I’ve been using Logseq for a year now and it’s become the backbone of my workflow. I have pages dedicated to specific topics, concepts, projects, meetings… all sorts of things.
During my day, when I want to note something down or write something out to think about it, the daily Logseq journal is the obvious place for it to go. It has been an invaluable habit to build. But there’s a catch: the journal can easily become a black hole. It ends up as a chaotic mix of meeting notes, fleeting thoughts, random ideas, task lists and the occasional moment of genuine insight.
Most of the time, I try to link journal items to the relevant pages. Sometimes I remember to update those pages in light of new information. But other times I forget, and those insights get buried in the timeline, only resurfacing if I explicitly search for them.
All of those things belong in the journal, but some of them also belong in permanent pages. I wanted a way to filter the signal from the noise and capture things that I can integrate into my pages, in a way that makes them traceable back to the journal, without leaving the keyboard.
Enter Logsqueak: a proof-of-concept experiment to see if a local AI model can act as an automated gardener for a Personal Knowledge Management (PKM) system.

How Logsqueak Works
It’s a Python-based terminal UI built with Textual, using RAG (Retrieval-Augmented Generation) via Ollama. Because PKM data is highly personal, my aim was to be able to build a tool that can run entirely on a local GPU, meaning your private journal entries never have to leave your machine. (Though you can certainly connect it to much larger cloud models if you prefer.)
The workflow is broken down into 3 phases:
1: Extraction (Signal vs. Noise)
In this phase, Logsqueak reads your Logseq journal and helps identify which items are ephemeral daily noise (e.g., “Morning standup at 9am”) and which are actual knowledge or insight worth keeping.
2: Refinement (Making it Evergreen)
Temporal context is stripped away, and additional context from parent bullet points is added in.
- Original Journal Entry:
- Working on the new analytics dashboard
- Finally figured out why the main chart was double-fetching data on load. The
useEffecthook was missing the empty dependency array.
- Finally figured out why the main chart was double-fetching data on load. The
- Working on the new analytics dashboard
- Logsqueak Refinement:
- To prevent double-fetching data on load in the analytics dashboard, ensure the
useEffecthook for the main chart includes an empty dependency array.
- To prevent double-fetching data on load in the analytics dashboard, ensure the
3: Integration (Filing it Away)
In this final phase, the most semantically relevant pages in your Logseq graph are tracked down, and the best insertion point is identified. Logsqueak will suggest exactly which page and heading the new insight belongs under.
Logseq is built around powerful block properties, so crucially this is where the traceability happens. When an insight is integrated, Logsqueak adds an extracted-to:: property to the original journal block, linking it directly to the new block. The new block on the target page gets an id:: property linking back.
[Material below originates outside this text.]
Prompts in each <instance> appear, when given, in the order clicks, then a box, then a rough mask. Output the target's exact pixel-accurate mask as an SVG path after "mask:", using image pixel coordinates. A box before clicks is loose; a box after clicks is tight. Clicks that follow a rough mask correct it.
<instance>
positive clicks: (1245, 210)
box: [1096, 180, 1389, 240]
This means you can always jump from your polished knowledge base straight back to the original journal entry to see the full context of what you were doing that day.
All writes are performed using a custom engine specifically built for Logseq’s Markdown format, ensuring your notes stay safe. Because this is a proof-of-concept, all writes are guarded by explicit user approval—Logsqueak won’t change your files without you saying “yes.”
Try it out!
Logsqueak requires Python 3.11+ and an AI assistant. You can use Ollama to run everything locally.
If you’re on Fedora, getting the prerequisites running is incredibly straightforward. Since Fedora Workstation ships with recent Python versions out of the box, you’re already halfway there. You just need to grab Ollama to run the models locally, set up a virtual environment, and you’re good to go:
# Assuming you've installed Ollama
git clone https://github.com/twaugh/logsqueak.git
cd logsqueak
./setup-dev.sh
source venv/bin/activate
logsqueak init
Taming the Knowledge Graph
This tool can help you turn a pile of daily logs into a structured, searchable knowledge base. Although it can’t yet create new pages from scratch or be given custom instructions about how best to integrate things into the graph, it’s already useful enough for me to use in my daily routine.
It’s very much a proof-of-concept though, and I’d love to get some feedback from other developers and knowledge management enthusiasts. You can check out the code on GitHub.
Building Logsqueak made me realise just how much time I spend thinking about note-taking friction. While Logsqueak handles my fast, keyboard-driven daily logging, I actually do a lot of my deep thinking away from the screen on a Ratta Supernote e-ink tablet.
I recently found myself trying to solve a similar “black hole” problem over there. The result is Slipstream: a Zettelkasten framework to let you build infinitely nested idea networks by hand.
If you happen to be an e-ink user who prefers a stylus to a keyboard when you need to disconnect and focus, you might find it an interesting contrast. As a bonus, because Slipstream has a structured convention, exporting those handwritten notes to plain text makes them perfectly readable for the exact kind of LLM processing Logsqueak relies on. It’s analogue thinking, ready for the AI age.